ASP.NET Intrinsic Objects

Many features of ASP.NET will be familiar to you if you have used previous versions of ASP. Although the object-oriented design and underlying code of ASP.NET is radically different from ASP, many of the most commonly used keywords and operators in ASP remain in ASP.NET. Familiar intrinsic objects such as Request, Response, Server, Application, and Session are part of ASP.NET and are used in much the same way as they were in ASP. However, in ASP.NET these objects are defined in new classes in the System.Web namespace. For example, these intrinsic objects are now properties of the System.Web.HttpContext class but because the objects are automatically created by ASP.NET when a new request for a Web resource is received and a new context is created, you can use them directly without having to instantiate new objects.

Looking at one specific case, the intrinsic Request object is defined as a property of the HttpContext class. Because the HttpContext.Request property is of type HttpRequest, the ASP.NET intrinsic Request object has all the properties and methods of HttpRequest automatically available to it. Thus to get the length, in bytes, of the content sent by the client browser, you only need to specify the Request.ContentLength.

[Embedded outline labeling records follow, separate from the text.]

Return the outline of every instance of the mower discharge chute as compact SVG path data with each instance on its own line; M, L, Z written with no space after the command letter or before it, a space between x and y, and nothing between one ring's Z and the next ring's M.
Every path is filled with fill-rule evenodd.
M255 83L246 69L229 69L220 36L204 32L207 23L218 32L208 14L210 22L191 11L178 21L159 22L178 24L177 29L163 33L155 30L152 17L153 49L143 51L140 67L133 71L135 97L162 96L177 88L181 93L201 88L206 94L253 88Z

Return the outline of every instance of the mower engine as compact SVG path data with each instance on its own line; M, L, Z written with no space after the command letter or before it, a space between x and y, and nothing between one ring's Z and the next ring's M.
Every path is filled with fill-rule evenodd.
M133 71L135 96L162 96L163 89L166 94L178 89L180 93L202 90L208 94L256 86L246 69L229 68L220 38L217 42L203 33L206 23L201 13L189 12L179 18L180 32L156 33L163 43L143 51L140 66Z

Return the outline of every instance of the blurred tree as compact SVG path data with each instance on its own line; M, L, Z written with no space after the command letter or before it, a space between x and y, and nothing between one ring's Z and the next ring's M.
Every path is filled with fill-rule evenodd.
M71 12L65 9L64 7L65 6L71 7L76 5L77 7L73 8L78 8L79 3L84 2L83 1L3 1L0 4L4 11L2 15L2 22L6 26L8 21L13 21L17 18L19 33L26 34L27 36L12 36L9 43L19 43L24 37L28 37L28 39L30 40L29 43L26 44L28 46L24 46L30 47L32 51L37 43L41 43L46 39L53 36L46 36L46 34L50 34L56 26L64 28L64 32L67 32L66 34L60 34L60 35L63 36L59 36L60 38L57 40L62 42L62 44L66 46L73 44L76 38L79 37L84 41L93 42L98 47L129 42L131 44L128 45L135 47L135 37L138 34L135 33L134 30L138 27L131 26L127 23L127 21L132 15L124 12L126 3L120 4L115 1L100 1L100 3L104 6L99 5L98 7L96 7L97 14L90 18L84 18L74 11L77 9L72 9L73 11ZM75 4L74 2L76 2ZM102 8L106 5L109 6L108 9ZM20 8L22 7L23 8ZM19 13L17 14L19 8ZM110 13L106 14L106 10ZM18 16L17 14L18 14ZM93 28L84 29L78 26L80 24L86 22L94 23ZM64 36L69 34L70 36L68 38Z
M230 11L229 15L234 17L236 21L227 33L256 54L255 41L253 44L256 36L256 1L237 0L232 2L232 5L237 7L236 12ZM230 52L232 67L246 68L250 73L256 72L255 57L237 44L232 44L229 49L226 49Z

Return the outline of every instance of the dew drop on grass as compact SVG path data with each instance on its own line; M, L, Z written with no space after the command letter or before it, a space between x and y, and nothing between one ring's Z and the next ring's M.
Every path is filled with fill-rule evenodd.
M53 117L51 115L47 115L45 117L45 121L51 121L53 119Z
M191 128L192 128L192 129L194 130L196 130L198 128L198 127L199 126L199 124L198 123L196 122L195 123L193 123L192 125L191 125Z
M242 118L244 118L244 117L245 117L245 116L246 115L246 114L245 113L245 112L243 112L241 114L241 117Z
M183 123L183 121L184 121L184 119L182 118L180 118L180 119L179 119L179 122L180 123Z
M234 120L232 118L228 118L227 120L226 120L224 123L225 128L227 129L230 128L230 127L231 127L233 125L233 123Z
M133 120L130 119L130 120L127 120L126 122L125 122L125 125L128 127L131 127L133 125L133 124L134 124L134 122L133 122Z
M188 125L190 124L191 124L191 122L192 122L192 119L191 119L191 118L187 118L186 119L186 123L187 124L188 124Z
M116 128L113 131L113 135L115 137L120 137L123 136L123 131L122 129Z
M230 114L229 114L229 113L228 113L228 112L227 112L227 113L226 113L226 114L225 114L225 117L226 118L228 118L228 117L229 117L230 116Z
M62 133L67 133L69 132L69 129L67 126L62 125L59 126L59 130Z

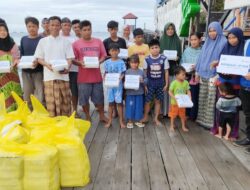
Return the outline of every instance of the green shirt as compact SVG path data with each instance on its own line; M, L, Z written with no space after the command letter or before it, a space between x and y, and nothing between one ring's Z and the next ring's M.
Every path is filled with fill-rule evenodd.
M187 94L188 90L190 89L188 81L184 80L183 82L179 82L174 80L171 82L169 90L175 95L177 94ZM176 101L171 98L171 105L176 105Z

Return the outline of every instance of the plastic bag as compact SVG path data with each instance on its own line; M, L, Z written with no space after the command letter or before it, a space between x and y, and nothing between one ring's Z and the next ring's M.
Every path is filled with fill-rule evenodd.
M5 128L4 128L5 129ZM2 129L2 131L4 130ZM6 134L1 134L3 139L20 144L26 144L29 141L29 132L27 129L17 125L9 129Z
M59 190L58 151L49 145L24 146L24 190Z
M61 186L87 185L90 180L90 162L81 139L59 136L55 138L55 143L59 152Z
M0 190L23 190L23 151L14 143L0 144Z

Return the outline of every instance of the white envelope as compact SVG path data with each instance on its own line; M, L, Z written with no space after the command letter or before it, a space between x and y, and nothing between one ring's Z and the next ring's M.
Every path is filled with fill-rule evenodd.
M120 53L118 56L121 58L128 58L128 50L127 49L120 49Z
M33 69L34 56L22 56L18 67L20 69Z
M49 63L52 65L53 71L63 71L64 69L68 69L69 65L66 59L53 59L50 60Z
M179 108L192 108L194 106L192 100L187 94L177 94L175 95L175 98Z
M182 63L181 66L185 68L187 73L190 73L190 72L194 71L193 68L194 68L195 64L193 64L193 63Z
M176 60L177 59L177 51L176 50L164 50L163 54L167 57L168 60Z
M104 85L108 88L119 87L120 73L107 73L104 79Z
M9 61L0 61L0 73L10 73Z
M84 57L84 65L86 68L99 68L99 59L98 57Z
M221 55L216 71L218 73L245 76L250 69L250 57Z
M125 75L125 89L138 90L140 87L140 75Z

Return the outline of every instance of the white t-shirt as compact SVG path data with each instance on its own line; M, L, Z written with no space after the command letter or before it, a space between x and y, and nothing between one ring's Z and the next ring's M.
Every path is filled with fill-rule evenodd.
M61 36L67 40L70 41L71 44L73 44L75 41L79 40L78 37L76 37L75 35L69 35L69 36L63 36L61 34ZM77 65L74 65L72 64L70 69L69 69L70 72L78 72L78 66Z
M51 35L39 41L34 56L35 58L44 59L47 63L53 59L73 59L75 57L72 44L69 40L61 36L53 37ZM52 72L44 67L43 80L69 81L69 75Z

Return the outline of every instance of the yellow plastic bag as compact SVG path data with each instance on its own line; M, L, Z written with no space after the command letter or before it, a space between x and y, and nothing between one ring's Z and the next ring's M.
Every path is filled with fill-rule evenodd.
M27 129L17 125L10 128L10 130L6 133L6 135L3 135L2 138L16 143L26 144L29 141L29 132Z
M0 190L23 190L23 151L11 142L0 143Z
M85 186L89 183L90 162L80 138L56 137L62 187Z
M49 145L25 145L24 190L59 190L58 151Z

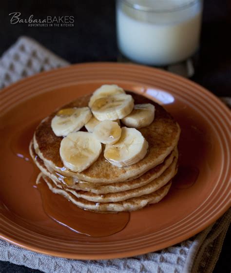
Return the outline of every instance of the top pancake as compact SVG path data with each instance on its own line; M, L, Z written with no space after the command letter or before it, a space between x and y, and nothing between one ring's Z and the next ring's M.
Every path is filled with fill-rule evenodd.
M132 95L135 104L150 103L155 107L155 118L149 126L139 129L149 143L149 149L144 158L130 166L119 168L107 162L102 152L98 159L87 169L81 172L67 170L59 156L59 147L62 137L58 137L51 128L52 118L60 109L88 105L90 95L78 98L43 120L36 128L34 136L34 147L36 153L50 168L66 176L71 176L93 183L110 184L122 182L135 176L141 175L151 168L161 163L177 146L180 129L171 115L161 106L148 99L134 93Z

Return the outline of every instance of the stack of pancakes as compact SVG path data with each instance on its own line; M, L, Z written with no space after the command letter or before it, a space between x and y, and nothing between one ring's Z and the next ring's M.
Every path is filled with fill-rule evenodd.
M138 129L148 142L148 152L132 165L120 168L107 162L103 145L97 160L83 171L74 172L64 167L59 155L63 138L54 133L51 121L60 109L87 106L90 95L58 109L38 126L30 152L41 170L38 178L42 176L53 192L83 209L101 212L136 210L159 202L167 194L177 172L180 129L161 106L142 96L130 94L135 104L150 103L155 108L153 123Z

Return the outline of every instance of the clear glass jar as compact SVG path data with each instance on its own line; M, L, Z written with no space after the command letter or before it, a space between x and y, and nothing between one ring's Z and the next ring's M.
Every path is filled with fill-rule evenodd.
M130 60L164 66L199 46L202 0L117 0L119 50Z

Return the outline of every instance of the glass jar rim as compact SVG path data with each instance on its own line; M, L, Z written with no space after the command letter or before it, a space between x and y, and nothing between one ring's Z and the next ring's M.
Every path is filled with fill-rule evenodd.
M137 4L135 3L132 3L129 0L122 0L124 2L126 5L130 7L131 7L136 10L140 11L145 11L146 12L154 12L154 13L162 13L162 12L172 12L174 11L178 11L181 10L184 10L186 8L189 8L193 6L195 3L199 2L200 0L191 0L188 2L179 5L176 7L173 7L170 8L162 8L156 9L151 7L148 7Z

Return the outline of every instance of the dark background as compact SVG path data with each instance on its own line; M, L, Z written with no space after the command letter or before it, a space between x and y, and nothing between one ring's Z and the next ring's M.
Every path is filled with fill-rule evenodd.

Some ASP.NET objects function exactly as they did in ASP. Response.Write("some output") is an example of an object that performs exactly the same as in previous versions of ASP.

The values returned by some ASP.NET methods are different from those in ASP and in some cases must be coded differently. For example, Request.QueryString, Request.Form, and Request.ServerVariables were simple collections in ASP but are of type NameValueCollection in ASP.NET. A NameValueCollection can be used in much the same way as a simple collection in ASP but the NameValueCollection class contains many more members than are contained in a simple collection. You can still extract one item by name from a NameValueCollection in the same way you would from a simple collection in ASP, as shown in the following example:

svrname=Request.ServerVariables("SERVER_NAME")

For an example of how to extract all the values from a NameValueCollection, see the code sample at HttpRequest.ServerVariables.